Things are coming to a head, at last, in the ongoing confusion and flailing around at Fairfax Media. Whether this results in any brave new direction for the company remains to be seen.
For the last couple of months the Fairfax board has been torn between conflicting advice from two of its senior executives. On the one hand there is the CEO and former Rural Press boss Brian McCarthy, and on the other the CEO of Fairfax Digital, Jack Matthews, who is apparently after McCarthy’s job.
McCarthy is hardly a new media guru. He represents the rump of Rural Press, which has been effectively running the company since the Fairfax-Rural merger of 2006. Although he gets cross when people accuse him of being a cost cutter, the fact is his main legacy so far has been to trim and trim again.
He had little choice during the financial meltdown of the last couple of years. The question now is whether the cuts have been so deep that the company cannot rebound and innovate as is needed.
Matthews, on the other hand, represents the digital future. Or that is how he would like to be seen. He is more personable than McCarthy and better liked — although even his supporters admit if he has a clear and inspiring vision for Fairfax, he has not yet made it known to his colleagues.
A couple of months ago, faced with a dispute between the two men over the company’s medium-term strategic direction, the Fairfax Board decided to bring in the management consultants, Bain and Company, to advise.
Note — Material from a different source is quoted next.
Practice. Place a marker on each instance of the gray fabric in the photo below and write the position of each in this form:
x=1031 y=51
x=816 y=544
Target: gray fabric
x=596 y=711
I understand the firm’s report is now nearing completion. Some believe it will be used as an excuse to ease McCarthy from his position.
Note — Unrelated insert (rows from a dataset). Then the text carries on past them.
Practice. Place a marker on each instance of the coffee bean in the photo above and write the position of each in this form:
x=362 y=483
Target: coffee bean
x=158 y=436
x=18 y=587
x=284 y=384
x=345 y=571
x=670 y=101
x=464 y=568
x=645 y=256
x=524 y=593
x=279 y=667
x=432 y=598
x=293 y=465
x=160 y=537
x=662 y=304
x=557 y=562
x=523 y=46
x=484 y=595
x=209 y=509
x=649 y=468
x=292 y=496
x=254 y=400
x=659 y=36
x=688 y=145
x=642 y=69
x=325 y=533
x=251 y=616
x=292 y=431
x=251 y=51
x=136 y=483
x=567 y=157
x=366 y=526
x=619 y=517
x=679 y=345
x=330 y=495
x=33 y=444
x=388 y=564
One of the questions being asked by close observers is the extent to which the Fairfax family, which has stuck like glue to McCarthy and owes him big time for making them money at Rural Press, will continue to back McCarthy.
But there is also a rumble that McCarthy might not be entirely reluctant to go. At social occasions he has been heard to discuss taking things more easily, and refocusing away from work.
Bain and Company has some material on its website about how it sees media futures. The insights are fairly conventional and could have been picked up for free by attending any of the several recent conferences on the future of the media.
But the vibe is clear: power is transferring to the audience, and media companies need to listen and innovate deeply, re-examining old structures and ways of operating. Elsewhere, there is more interesting material on strategies for online brand advertising and a prediction that media profits in the future will shift to those managing content, rather than only creating and distributing it.
The Bain and Company line as reflected in its publications is that media companies should not try to be all three links in the media chain — as creators, managers and distributors of content. And they should seek to identify and “own” target audiences across media platforms:
“Media companies need to be disciplined about where not to invest. While it makes sense for content creators and distributors to carve out as large a stake of the profits from content aggregation as they can, neither should try to play all three links in the chain as creators, managers and distributors. Distributors and creators should focus on the content management that sits between distribution and content creation. Distributors should buy the content that will generate the highest return on investment from their customer base. Creators should sell their products through whatever combination of platforms generates the most revenue.”
That sort of advice, if reflected in the report to the board, will favour Matthews more than McCarthy’s old-school approach. It might also shed light on the company’s recent, Matthews-driven excursion into buying long-form video content from Channel Ten and the ABC for delivery on its websites.
Meanwhile the board still hasn’t acted to appoint the promised new director with media experience. Fairfax followers will remember that at the AGM last year the company took a lot of stick over this issue. The board rejected candidates with journalism backgrounds, including Steve Harris, Gerard Noonan and Stephen Mayne, but a promise was made that media experience would sought out.
Since then, three new appointments have been made. Sandra McPhee and Linda Nicholls were two competent career company directors without media experience. The third appointee was Sam Morgan, founder of the New Zealand auction website Trade Me, now owned by Fairfax.
But unless you count JB Fairfax himself, who trained in the newsroom many moons ago at a time when journalists still used typewriters, there is no journalistic heft at the top of the company, and that fact does not seem to be animating any sense of urgency.
Chairman Roger Corbett promised at the time of the new appointments that another would follow, and it was presumed that this would be someone with journalism background. Five months later, we are still waiting.
Journalists aren’t confident that any brave new direction will emerge. There are eight voluntarily redundancies being offered at The Age at present. I hear that some very senior and valued people have put up their hands.